Mario Trueba, CEO of Sabadell United, a proud STU alumnus, Board of Trustees member and Chair of the STU capital campaign, introduced the keynote speaker and President of St. Thomas University Monsignor Franklyn M. Casale. Trueba referred to the President as a humble man who is responsible for significant contributions to the South Florida region as well as the global sphere, like being a spokesperson in the struggle to end human trafficking, rebuilding Haiti's devastated community through technology initiatives that have graduated over 300 Haitian students in the island, and contributing to major civic and humanitarian boards throughout the years.  

The intricacies of the St. Thomas story were unveiled to the audience, with Monsignor Casale recounting the days from its Havana 1946 origins - thanks to the Augustinian friars from Philadelphia who founded Santo Tomas de Villanueva - to 1962 Miami when 33 boys joined the Class of 1962 to get a college degree at Biscayne College when the Cuban exodus was going full blast. After going co-ed years later, the name was changed to St. Thomas University and in 1988 the School became part of the Archdiocese of Miami, steadily growing to a student population of 5,000.

A video presentation showed how the small, private university (www.stu.edu) is focusing on developing leadership in students from over 70 countries and how it has become a leader in Catholic education recognized in justice, the sciences, human rights, international business and ministry. The President shared insight on emerging trends in higher education, providing details on the new age of digital classrooms where students can join thousands of peers from the globe in academic studies offered by the US biggest and highest ranked universities, although for non-credit status. Casale described how STU is on the cutting edge of educational research to best address the needs of students who cannot attend campus, differentiating between horizontal and vertical learning disciplines.
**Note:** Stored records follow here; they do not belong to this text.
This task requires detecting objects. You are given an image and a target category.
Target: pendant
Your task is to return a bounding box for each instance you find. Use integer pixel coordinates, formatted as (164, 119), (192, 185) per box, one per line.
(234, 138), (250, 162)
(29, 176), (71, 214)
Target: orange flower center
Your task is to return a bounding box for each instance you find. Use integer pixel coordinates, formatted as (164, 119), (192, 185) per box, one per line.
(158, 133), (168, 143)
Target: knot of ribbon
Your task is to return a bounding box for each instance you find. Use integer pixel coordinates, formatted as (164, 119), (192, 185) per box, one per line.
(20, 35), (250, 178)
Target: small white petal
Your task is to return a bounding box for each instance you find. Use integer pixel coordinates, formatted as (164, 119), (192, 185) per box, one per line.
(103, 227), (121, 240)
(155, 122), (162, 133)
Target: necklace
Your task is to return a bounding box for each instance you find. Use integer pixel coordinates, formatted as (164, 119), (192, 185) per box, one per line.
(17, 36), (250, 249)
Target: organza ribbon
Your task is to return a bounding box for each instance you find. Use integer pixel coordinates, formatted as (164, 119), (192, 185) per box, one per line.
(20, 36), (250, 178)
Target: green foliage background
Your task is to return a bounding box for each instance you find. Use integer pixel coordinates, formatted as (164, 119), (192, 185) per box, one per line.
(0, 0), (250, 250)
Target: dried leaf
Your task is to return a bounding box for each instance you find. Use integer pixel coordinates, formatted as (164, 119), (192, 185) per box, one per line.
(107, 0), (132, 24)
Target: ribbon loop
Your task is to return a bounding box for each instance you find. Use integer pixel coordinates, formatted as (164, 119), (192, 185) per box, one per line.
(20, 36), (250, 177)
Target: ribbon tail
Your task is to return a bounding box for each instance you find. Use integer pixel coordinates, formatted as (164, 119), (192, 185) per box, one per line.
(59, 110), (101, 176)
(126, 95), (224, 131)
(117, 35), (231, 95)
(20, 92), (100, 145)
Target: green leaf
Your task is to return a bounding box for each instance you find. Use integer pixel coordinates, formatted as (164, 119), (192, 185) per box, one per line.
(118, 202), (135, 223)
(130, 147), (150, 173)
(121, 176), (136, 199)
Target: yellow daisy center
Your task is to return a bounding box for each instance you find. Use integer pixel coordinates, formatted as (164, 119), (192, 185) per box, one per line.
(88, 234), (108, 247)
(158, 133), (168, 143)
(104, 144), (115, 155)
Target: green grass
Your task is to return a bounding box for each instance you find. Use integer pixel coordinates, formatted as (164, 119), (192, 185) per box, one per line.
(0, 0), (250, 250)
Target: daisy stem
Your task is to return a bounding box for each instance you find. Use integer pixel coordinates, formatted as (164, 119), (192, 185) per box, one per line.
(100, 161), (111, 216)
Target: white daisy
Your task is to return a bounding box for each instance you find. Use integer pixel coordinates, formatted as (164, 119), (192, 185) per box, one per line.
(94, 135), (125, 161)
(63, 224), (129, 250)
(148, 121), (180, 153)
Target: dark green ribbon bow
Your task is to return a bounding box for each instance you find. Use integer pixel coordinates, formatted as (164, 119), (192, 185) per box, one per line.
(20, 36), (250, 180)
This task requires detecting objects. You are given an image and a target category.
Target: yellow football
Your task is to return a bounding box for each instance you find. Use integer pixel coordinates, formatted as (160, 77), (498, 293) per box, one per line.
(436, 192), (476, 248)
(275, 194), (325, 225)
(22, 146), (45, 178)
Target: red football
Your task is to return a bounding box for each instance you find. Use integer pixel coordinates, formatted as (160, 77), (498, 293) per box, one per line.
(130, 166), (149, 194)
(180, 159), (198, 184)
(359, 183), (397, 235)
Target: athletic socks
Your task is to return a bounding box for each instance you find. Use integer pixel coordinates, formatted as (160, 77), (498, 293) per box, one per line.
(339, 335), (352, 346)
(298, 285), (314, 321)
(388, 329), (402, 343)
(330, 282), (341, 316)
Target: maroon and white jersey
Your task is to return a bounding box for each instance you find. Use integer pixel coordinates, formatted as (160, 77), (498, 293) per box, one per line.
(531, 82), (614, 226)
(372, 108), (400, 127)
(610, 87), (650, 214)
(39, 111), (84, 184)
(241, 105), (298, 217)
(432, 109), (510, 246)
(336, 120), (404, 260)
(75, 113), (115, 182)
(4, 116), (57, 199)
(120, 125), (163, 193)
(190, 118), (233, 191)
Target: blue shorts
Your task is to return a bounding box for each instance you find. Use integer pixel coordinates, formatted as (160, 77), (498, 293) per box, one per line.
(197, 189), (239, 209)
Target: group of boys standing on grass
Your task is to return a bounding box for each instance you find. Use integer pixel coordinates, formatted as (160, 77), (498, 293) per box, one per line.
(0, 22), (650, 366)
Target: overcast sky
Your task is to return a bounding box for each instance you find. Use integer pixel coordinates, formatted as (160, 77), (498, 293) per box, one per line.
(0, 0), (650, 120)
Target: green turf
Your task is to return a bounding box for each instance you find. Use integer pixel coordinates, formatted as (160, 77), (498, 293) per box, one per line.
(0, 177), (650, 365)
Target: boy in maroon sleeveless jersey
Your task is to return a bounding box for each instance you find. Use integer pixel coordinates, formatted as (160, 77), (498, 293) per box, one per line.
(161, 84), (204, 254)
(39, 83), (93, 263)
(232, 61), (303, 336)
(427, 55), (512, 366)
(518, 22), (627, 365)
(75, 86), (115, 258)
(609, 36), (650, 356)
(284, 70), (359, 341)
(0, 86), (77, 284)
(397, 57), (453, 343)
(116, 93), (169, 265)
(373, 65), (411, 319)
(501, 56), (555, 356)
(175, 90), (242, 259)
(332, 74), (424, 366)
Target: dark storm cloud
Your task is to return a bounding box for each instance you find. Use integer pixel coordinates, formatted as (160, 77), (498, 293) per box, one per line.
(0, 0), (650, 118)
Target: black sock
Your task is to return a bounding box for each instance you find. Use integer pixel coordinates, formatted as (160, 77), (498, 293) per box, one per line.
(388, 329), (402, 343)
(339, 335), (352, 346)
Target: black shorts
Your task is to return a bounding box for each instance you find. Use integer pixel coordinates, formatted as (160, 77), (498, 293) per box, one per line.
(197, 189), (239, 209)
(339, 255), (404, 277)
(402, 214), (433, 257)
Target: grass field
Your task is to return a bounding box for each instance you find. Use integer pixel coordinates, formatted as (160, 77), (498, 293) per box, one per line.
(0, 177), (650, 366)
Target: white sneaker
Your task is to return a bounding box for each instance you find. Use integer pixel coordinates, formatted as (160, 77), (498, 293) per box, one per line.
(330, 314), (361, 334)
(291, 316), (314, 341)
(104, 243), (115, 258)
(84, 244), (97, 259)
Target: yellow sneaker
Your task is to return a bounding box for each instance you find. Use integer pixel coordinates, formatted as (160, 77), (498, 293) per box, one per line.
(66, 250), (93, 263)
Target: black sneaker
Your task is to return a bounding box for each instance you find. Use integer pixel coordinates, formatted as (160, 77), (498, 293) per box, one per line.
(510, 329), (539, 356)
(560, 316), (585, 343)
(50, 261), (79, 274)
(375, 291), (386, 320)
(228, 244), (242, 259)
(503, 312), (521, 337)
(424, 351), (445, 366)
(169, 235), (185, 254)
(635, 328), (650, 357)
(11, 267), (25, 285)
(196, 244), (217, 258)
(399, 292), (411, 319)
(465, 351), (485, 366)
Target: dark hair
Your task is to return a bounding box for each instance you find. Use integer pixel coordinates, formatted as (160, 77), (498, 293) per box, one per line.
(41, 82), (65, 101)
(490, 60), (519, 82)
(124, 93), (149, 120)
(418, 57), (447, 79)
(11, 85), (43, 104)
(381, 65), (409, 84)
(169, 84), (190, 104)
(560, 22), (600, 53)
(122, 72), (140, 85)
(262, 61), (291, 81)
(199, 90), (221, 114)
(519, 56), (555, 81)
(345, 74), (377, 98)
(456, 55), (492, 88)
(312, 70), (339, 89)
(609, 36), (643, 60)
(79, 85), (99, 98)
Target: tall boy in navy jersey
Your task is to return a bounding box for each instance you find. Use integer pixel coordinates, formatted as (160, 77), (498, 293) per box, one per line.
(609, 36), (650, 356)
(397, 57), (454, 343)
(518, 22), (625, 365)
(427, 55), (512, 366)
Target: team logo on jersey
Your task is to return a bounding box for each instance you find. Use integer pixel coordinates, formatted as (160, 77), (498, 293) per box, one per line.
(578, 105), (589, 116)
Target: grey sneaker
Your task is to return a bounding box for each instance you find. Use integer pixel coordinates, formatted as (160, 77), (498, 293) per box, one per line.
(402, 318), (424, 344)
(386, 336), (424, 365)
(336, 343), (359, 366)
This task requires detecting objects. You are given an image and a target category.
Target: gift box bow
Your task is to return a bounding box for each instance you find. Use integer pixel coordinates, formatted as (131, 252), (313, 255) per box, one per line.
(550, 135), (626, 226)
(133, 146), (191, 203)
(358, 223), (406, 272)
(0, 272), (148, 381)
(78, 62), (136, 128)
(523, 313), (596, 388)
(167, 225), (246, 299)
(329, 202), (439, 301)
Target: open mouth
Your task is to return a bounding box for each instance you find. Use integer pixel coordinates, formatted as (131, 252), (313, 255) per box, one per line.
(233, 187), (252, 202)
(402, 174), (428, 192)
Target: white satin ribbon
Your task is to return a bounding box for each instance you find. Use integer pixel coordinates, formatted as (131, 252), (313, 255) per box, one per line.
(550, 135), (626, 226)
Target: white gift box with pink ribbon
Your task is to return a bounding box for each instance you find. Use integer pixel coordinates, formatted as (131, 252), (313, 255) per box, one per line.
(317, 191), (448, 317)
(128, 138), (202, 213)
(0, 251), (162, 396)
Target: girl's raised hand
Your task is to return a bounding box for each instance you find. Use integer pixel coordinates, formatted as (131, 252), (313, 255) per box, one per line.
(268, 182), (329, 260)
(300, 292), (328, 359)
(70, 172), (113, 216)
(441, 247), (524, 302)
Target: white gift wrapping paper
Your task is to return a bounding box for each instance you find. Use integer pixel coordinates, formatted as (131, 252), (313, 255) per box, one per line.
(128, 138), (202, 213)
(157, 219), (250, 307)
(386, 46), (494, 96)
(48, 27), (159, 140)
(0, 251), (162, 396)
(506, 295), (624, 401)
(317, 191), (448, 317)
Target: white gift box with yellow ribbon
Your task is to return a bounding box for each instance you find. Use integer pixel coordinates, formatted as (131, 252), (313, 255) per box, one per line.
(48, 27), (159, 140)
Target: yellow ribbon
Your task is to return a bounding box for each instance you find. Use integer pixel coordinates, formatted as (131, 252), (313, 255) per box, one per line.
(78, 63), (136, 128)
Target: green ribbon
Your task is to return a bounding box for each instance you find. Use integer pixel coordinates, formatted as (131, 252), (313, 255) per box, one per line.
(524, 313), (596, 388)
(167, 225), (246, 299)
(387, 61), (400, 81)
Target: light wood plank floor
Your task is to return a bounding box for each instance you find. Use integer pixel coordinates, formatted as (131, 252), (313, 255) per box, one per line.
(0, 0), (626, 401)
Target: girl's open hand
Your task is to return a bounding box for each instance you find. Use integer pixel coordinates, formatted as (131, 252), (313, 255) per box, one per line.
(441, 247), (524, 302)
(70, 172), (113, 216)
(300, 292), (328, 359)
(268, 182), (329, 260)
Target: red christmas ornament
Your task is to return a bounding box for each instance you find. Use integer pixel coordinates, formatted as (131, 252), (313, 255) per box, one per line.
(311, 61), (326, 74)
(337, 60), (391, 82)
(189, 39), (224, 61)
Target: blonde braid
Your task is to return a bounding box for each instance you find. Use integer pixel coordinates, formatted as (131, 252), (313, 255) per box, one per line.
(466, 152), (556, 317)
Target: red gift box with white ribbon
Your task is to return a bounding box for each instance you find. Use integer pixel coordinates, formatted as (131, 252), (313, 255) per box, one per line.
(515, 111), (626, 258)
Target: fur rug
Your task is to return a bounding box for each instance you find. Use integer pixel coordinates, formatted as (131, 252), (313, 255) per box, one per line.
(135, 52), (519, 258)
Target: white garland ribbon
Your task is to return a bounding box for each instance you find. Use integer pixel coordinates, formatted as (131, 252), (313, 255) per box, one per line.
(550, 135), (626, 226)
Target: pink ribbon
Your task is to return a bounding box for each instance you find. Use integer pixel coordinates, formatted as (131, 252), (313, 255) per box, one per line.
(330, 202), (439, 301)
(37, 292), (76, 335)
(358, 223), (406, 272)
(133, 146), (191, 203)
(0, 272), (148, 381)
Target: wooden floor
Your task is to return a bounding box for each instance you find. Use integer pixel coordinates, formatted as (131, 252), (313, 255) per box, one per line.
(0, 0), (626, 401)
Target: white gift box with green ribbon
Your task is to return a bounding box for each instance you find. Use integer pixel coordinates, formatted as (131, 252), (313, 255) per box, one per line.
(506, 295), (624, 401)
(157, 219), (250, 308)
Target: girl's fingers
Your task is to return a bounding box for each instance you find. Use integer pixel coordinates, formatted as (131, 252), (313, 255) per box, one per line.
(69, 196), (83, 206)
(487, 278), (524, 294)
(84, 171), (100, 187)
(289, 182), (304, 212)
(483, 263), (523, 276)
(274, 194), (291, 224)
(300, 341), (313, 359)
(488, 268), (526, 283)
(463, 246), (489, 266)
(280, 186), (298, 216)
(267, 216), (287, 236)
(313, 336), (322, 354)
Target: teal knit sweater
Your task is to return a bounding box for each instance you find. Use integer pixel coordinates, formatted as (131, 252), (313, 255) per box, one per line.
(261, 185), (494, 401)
As a small-class University, STU is adapting by purchasing top-notch technology for the classroom yet allowing class time for assimilation, application and the expansion of learning. The STU philosophy is all about strengthening through technology yet ensuring that critical thinking is enhanced through increased student engagement, plans to support the overseas experience as in China, a Learning Commons, wireless and podium technology and increased emphasis on outcomes. Unlike classes made up of thousands of students who virtually attend the same class around the globe, STU students are urged to share findings and analysis, becoming experts and critical thinkers, something that today's employers will discern at the time of the job search. Monsignor Casale had organized an e-learning committee of 26 members to address a more aggressive and digitally inspired curriculum with blended courses, overseas student interaction, new lecture halls equipped with the latest in fiber optics, wireless and podium technology, an environment that gets students ready for global learning.

"The level of cooperation among educational leaders at all levels, their willingness to engage in economic development, for economic developers to base target industry decisions on education strengths, and the willingness of educators to adapt programming to economic development targets are nothing less than remarkable," said the President. "Few regions, if any, have accomplished it to the degree that Miami-Dade County has."

A huge birthday cake was wheeled into the banquet room representing the formal "closing" of St. Thomas' 50th Anniversary celebrations. A diverse group of students including some form mainland China, joined the President, advisors, faculty, key administrators and the "Rath Squad" of jazz singers from STU.